A) Percent stepping errors (%Error; Eq. (2), Methods) as computed with $[x^{\prime },y^{\prime }]$ set at different proportions of the gait cycle, starting from the location of the trailing foot (0; Fig. 2A) to the location of the leading foot (1; Fig. 2B). %Error data are for inside-to-outside (×) and outside-to-inside (∘) steps for circular paths of the same path radii as in Fig. 4 (i.e. $R_{Path}=\{6.00,1.50,0.75\}\mathrm{m}$). %Error magnitudes generally increased as $[x^{\prime },y^{\prime }]$ was shifted away from the mid-point between the feet (0.5) towards either the trailing foot (0.5 → 0) or leading foot (0.5 → 1). Trends for inside-to-outside steps were opposite to those of outside-to-inside steps. B) Universal Symmetry Index (USI; Eq. (3), Methods) values reflecting relative asymmetries between inside-to-outside and outside-to-inside steps for the data shown in (A). Step widths and step lengths were symmetrical only when $[x^{\prime },y^{\prime }]$ was taken at the midpoint between the feet (0.5), and strongly asymmetrical otherwise, especially for step widths.

Figure 8 –. Continuous Walking Along an Arbitrary Path:

A single sequence of 32 consecutive steps was constructed to walk along a curvilinear path defined as a 5^th order polynomial (see Methods). General direction of progression is from left to right.
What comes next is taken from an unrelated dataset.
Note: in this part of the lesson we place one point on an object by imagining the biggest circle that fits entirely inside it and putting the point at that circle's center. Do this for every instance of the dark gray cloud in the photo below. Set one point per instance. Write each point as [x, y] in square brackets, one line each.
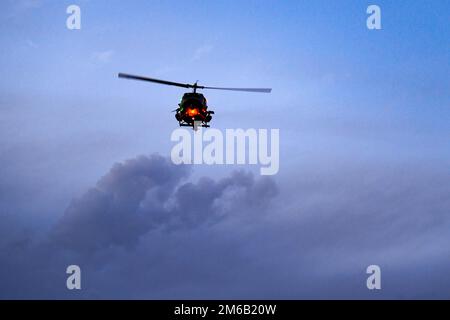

Panels (A) and (B) show the exact same sequences of steps. A) Huxham defined “stride widths” $(w_H)$ and step lengths $(l_H)$ for this stepping sequence. B) The corresponding proposed step widths $(w_P)$ and lengths $(l_P)$ for the same stepping sequence. C) %Errors at each step for both step widths (◊) and lengths (∘), as computed following the Huxham convention. D) Corresponding %Errors at each step, as computed following the proposed convention. For both methods, the largest errors occurred at points of sharpest curvature, consistent with Figs. 4-5. Across all steps in this sequence, %Errors were consistently ~order-of-magnitude smaller for the proposed convention than for the Huxham convention, also consistent with Figs. 4-5. This was confirmed by computing the median (med) absolute %Error (i.e., $\mid \%\text{Error}\mid$) across all steps in the sequence, as indicated on each plot.